Why not sparse?
I was talking with a colleague the other day about the current industry trend to focus so much on further quantizing today's LLM models. I'm sure the reasons for pursuing quantization are apparent to most people who work in this industry: going from BF16 to FP8 or NVFP4 nets what amounts to a nearly 2x or 4x reduction in memory requirements and often a similar speedup.
But I can't shake the feeling that by focusing so much on finding the lowest precision models, we are perhaps neglecting an equally-fundamental limitation of our current models: that they are too dense.
I have been struggling to articulate exactly what I mean by this for a while now, until my colleague pointed me to The Lottery Ticket Hypothesis, by Frankle and Carbin, a paper that is probably well known to folks who are more integrated into the machine learning community than I. In brief, the main thesis of the paper is:
A randomly-initialized, dense neural network contains a subnetwork that is initialized such that—when trained in isolation—it can match the test accuracy of the original network after training for at most the same number of iterations.
The authors then show how by iteratively training a network, pruning away the lowest-weighted connections, and then retraining the resultant network from scratch, they can achieve similar performance on a few benchmarks with networks down to 1% of the size they began with.

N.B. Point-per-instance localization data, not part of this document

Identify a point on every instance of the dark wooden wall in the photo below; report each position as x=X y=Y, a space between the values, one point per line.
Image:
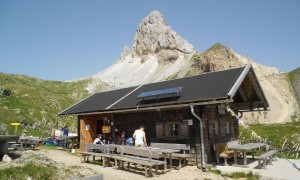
x=129 y=122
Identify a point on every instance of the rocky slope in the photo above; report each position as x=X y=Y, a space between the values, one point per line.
x=158 y=54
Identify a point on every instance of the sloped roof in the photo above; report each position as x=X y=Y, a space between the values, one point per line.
x=213 y=86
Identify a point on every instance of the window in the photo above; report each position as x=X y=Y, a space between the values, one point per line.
x=173 y=129
x=227 y=128
x=215 y=128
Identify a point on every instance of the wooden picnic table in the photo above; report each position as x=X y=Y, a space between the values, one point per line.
x=245 y=148
x=29 y=140
x=69 y=141
x=164 y=152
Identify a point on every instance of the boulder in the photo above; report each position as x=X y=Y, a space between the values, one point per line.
x=6 y=158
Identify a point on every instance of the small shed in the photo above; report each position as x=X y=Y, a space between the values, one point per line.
x=199 y=110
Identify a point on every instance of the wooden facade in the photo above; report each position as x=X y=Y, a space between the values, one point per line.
x=169 y=126
x=167 y=114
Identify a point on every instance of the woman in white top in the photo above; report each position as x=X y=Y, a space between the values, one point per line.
x=98 y=140
x=140 y=137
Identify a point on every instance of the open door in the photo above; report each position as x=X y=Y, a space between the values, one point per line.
x=87 y=132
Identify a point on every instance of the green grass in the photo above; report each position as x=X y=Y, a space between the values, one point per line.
x=275 y=134
x=235 y=175
x=38 y=102
x=30 y=170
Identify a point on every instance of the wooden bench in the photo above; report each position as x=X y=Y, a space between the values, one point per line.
x=29 y=141
x=223 y=151
x=141 y=156
x=103 y=151
x=180 y=156
x=266 y=158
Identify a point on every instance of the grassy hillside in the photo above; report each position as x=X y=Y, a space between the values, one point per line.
x=37 y=102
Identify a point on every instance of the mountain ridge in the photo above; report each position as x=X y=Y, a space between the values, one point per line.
x=153 y=58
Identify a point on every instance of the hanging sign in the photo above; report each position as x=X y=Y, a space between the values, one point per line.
x=106 y=129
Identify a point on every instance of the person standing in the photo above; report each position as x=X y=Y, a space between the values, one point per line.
x=98 y=140
x=140 y=137
x=65 y=131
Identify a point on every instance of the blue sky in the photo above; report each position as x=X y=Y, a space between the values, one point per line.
x=69 y=39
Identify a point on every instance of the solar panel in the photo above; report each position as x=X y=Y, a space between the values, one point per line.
x=173 y=91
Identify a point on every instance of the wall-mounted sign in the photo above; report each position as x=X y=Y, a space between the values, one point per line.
x=221 y=109
x=106 y=129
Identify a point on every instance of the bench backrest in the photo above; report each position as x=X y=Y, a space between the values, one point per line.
x=171 y=146
x=221 y=148
x=151 y=154
x=105 y=148
x=225 y=146
x=183 y=147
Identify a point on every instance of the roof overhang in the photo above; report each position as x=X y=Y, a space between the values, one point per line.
x=157 y=108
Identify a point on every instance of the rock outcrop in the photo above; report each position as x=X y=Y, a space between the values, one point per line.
x=158 y=54
x=154 y=35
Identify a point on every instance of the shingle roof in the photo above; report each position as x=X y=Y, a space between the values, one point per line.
x=205 y=87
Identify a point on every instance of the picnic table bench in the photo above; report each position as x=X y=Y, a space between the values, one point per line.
x=222 y=151
x=29 y=141
x=104 y=151
x=141 y=156
x=180 y=156
x=267 y=158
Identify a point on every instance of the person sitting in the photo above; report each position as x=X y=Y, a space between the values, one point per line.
x=129 y=141
x=98 y=140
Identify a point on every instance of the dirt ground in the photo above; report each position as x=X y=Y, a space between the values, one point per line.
x=67 y=162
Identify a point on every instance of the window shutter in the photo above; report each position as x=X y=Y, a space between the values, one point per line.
x=222 y=126
x=210 y=129
x=183 y=129
x=159 y=130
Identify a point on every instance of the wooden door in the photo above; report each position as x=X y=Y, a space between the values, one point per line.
x=87 y=132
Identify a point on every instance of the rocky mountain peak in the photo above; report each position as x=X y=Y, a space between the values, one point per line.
x=154 y=35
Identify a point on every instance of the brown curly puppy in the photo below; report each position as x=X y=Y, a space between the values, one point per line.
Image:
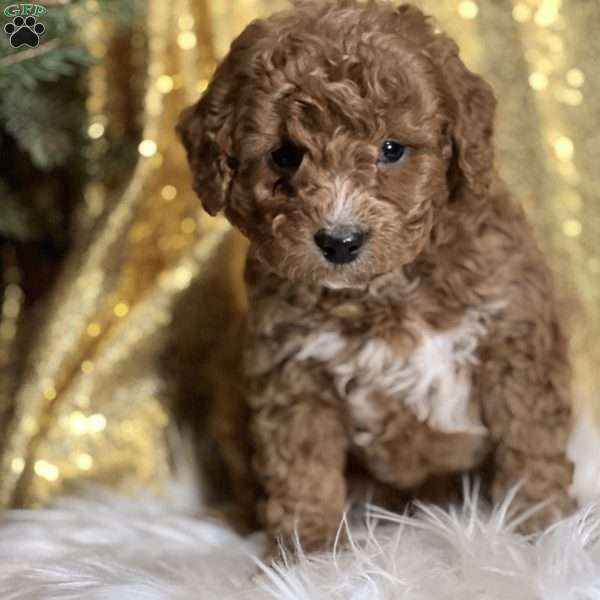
x=400 y=310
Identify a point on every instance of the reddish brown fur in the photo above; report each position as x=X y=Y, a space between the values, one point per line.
x=337 y=79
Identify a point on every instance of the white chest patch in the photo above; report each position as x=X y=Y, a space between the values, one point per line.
x=434 y=381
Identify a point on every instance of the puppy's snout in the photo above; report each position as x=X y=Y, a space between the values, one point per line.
x=341 y=244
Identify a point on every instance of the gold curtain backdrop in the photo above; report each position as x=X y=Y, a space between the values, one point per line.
x=96 y=401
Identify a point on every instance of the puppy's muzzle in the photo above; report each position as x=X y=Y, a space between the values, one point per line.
x=340 y=245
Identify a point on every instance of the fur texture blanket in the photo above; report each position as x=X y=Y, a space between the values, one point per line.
x=104 y=547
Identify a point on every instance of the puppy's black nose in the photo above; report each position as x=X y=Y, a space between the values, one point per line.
x=340 y=245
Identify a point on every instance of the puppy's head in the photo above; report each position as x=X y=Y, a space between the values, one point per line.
x=333 y=134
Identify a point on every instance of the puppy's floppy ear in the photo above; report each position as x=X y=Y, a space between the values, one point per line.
x=470 y=100
x=472 y=126
x=205 y=131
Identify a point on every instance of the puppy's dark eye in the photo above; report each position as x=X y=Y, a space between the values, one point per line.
x=287 y=157
x=391 y=151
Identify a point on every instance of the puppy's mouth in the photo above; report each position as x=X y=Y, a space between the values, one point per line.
x=341 y=244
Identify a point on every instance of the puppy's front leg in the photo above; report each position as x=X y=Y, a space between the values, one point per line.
x=524 y=385
x=300 y=455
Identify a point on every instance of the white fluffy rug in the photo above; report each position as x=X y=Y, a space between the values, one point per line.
x=104 y=547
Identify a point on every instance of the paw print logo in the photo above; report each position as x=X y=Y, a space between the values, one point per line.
x=24 y=32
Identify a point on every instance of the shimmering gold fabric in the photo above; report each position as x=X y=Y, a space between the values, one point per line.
x=94 y=403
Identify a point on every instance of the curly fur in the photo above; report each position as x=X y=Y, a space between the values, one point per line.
x=440 y=349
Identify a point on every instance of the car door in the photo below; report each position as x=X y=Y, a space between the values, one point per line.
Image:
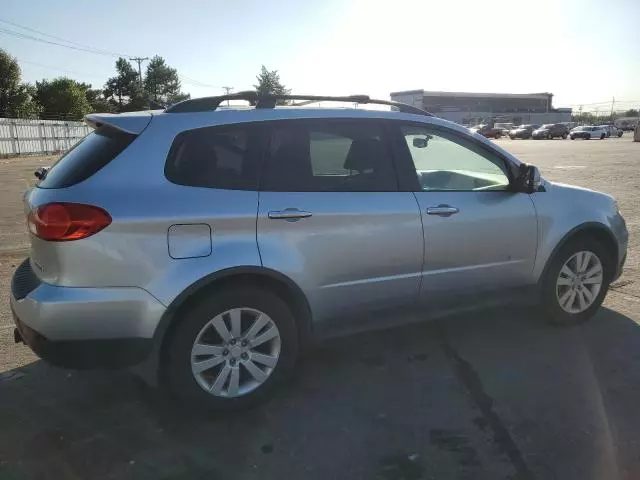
x=480 y=235
x=332 y=219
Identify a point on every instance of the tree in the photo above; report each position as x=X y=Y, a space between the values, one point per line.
x=16 y=99
x=62 y=97
x=269 y=83
x=162 y=82
x=97 y=100
x=121 y=89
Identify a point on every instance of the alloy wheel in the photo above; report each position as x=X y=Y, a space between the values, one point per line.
x=235 y=352
x=579 y=282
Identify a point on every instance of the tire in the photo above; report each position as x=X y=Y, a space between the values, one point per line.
x=182 y=380
x=552 y=293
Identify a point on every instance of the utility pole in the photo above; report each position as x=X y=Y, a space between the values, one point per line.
x=139 y=60
x=613 y=102
x=227 y=91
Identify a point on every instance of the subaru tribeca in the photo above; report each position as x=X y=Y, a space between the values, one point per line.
x=203 y=246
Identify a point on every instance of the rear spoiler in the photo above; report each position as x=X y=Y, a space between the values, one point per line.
x=133 y=123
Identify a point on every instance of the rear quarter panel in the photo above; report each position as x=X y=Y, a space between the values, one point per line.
x=133 y=250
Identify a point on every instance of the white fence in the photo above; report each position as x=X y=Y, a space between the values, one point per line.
x=39 y=137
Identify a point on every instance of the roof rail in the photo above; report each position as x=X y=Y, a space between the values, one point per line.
x=269 y=101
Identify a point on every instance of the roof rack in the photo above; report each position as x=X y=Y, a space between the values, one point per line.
x=269 y=101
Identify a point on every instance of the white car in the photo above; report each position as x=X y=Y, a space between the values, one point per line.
x=588 y=132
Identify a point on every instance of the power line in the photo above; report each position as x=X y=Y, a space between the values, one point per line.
x=88 y=49
x=75 y=72
x=62 y=39
x=36 y=39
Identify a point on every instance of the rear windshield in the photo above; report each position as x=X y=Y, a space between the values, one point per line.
x=86 y=157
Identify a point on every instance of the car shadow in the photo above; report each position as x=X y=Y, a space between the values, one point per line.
x=444 y=399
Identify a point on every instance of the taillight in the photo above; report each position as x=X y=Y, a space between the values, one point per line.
x=62 y=222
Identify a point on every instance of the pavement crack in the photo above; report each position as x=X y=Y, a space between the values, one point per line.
x=471 y=380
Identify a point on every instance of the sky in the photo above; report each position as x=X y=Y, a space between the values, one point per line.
x=584 y=52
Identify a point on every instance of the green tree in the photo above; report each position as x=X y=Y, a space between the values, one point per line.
x=269 y=83
x=62 y=98
x=16 y=99
x=97 y=100
x=162 y=82
x=125 y=86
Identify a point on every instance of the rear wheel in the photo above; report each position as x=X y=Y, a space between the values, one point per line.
x=232 y=349
x=576 y=281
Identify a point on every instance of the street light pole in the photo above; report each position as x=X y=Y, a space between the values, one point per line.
x=139 y=60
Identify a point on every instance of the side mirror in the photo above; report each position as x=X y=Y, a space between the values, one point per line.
x=422 y=142
x=529 y=179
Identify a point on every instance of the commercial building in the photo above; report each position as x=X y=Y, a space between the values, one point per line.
x=474 y=108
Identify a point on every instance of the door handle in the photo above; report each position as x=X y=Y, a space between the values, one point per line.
x=442 y=210
x=291 y=214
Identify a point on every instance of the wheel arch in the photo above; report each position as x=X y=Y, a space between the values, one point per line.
x=262 y=277
x=595 y=230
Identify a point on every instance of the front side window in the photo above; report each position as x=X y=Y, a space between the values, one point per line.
x=326 y=156
x=215 y=157
x=445 y=162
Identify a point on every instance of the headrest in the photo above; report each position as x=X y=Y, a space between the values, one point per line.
x=364 y=154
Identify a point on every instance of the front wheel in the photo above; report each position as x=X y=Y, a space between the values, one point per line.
x=232 y=349
x=576 y=281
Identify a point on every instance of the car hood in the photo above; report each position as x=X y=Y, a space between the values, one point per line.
x=578 y=194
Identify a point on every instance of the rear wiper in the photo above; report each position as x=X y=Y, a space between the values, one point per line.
x=41 y=173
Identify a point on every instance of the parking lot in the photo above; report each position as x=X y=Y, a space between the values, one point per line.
x=491 y=395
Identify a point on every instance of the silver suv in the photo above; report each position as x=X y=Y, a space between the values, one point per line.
x=203 y=246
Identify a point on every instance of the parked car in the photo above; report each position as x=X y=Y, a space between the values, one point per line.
x=523 y=131
x=487 y=131
x=551 y=131
x=612 y=131
x=588 y=132
x=206 y=248
x=504 y=128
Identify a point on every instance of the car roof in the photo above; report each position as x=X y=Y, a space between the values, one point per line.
x=176 y=122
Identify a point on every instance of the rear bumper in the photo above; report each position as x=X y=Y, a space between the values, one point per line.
x=84 y=327
x=84 y=354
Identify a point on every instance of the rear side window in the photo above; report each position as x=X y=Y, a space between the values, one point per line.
x=327 y=156
x=87 y=157
x=216 y=157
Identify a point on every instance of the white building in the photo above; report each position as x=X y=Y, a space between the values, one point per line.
x=473 y=108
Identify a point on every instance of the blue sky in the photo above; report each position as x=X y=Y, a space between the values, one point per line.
x=583 y=51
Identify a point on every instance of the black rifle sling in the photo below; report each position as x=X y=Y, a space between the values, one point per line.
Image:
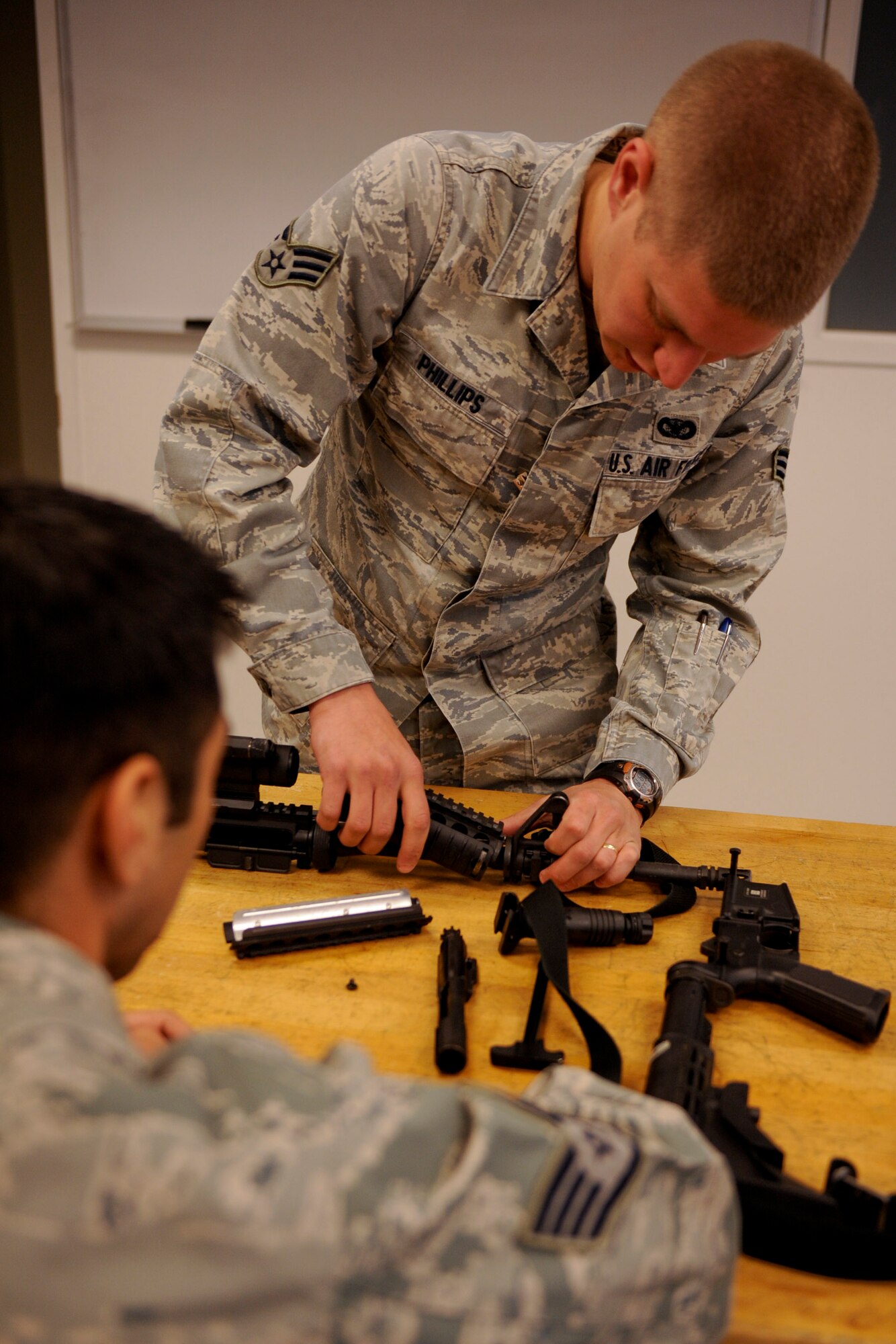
x=547 y=921
x=545 y=911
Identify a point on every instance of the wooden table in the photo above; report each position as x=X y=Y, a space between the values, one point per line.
x=820 y=1096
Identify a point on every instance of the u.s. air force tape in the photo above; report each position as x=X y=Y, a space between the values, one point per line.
x=586 y=1182
x=288 y=263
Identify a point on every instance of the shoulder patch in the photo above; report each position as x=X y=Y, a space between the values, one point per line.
x=586 y=1182
x=288 y=263
x=780 y=466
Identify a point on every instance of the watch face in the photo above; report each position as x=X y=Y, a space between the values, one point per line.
x=643 y=782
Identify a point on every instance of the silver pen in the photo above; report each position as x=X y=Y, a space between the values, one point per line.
x=703 y=619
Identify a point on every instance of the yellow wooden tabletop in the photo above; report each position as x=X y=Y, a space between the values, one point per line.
x=820 y=1096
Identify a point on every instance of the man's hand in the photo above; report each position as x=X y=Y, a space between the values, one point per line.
x=598 y=839
x=361 y=752
x=152 y=1030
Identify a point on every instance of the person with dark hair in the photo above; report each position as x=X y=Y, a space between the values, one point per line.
x=161 y=1186
x=502 y=355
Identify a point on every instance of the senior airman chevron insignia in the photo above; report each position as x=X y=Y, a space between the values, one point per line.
x=780 y=464
x=294 y=264
x=588 y=1181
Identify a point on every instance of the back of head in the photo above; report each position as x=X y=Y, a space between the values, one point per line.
x=108 y=626
x=766 y=167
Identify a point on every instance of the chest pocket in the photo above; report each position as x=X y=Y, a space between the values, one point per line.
x=639 y=474
x=433 y=442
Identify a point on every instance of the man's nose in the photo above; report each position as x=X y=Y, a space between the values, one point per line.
x=676 y=364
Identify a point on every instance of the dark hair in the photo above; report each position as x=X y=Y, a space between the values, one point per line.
x=109 y=626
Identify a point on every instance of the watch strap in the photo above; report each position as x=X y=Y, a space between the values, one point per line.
x=619 y=773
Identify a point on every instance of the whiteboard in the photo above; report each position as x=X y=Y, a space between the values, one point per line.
x=197 y=130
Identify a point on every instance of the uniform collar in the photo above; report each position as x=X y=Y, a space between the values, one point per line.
x=539 y=260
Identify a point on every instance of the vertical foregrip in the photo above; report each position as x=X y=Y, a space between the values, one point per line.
x=682 y=1061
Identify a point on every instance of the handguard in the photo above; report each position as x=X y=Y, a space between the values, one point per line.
x=319 y=924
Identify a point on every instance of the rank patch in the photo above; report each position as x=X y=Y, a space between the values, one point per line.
x=586 y=1183
x=294 y=264
x=780 y=464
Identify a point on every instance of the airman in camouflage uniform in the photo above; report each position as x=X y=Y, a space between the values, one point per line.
x=228 y=1191
x=422 y=327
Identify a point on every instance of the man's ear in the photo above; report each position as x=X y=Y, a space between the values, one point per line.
x=131 y=819
x=631 y=175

Compare this 99% savings to the gains that we can get from quantization: many models have already been quantized to 8 bits, so even assuming we can get them down to 1 bit, we would be saving only 87.% on what we have today. Worth doing? Sure. But the going is getting harder, and I don't think that we'll be getting all the way to 1 bit on every part of every model.
Back to Frankle and Carbin: they also show that randomly selecting sub-networks (instead of selecting based on results of training larger versions) does not work as well, producing worse accuracy and slower convergence. In their words:
The initialization that gives rise to a winning ticket is arranged in a particular sparse architecture. Since we uncover winning tickets through heavy use of training data, we hypothesize that the structure of our winning tickets encodes an inductive bias customized to the learning task at hand.
I find this very reminiscent of evolutionary methods like NEAT, which likewise attempted to build bespoke sparse networks, one neuron at a time. The difference of course, being that the Frankle and Carbin work backwards from a very dense network and NEAT builds up a network from scratch.
I see this as different from efforts to find sparse attention mechanisms, as sparse attention does not tend to affect the size of the model, but only how expensive it is to operate with it.
I hope that once we're done building larger models, we can get to work on building sparser models that more efficiently reflect the tasks they need to perform than a series of dense operations could. After all, our brains are not homogeneous meshes, but some sort of more contrived pattern of connections. I have this feeling that the optimal model for most problems exists in this sparse-yet-deep subspace, if only we could find it.
In other news: I'm continuing the pattern of keeping long pauses between posts, and changing the website's theme every other post. Bad habits.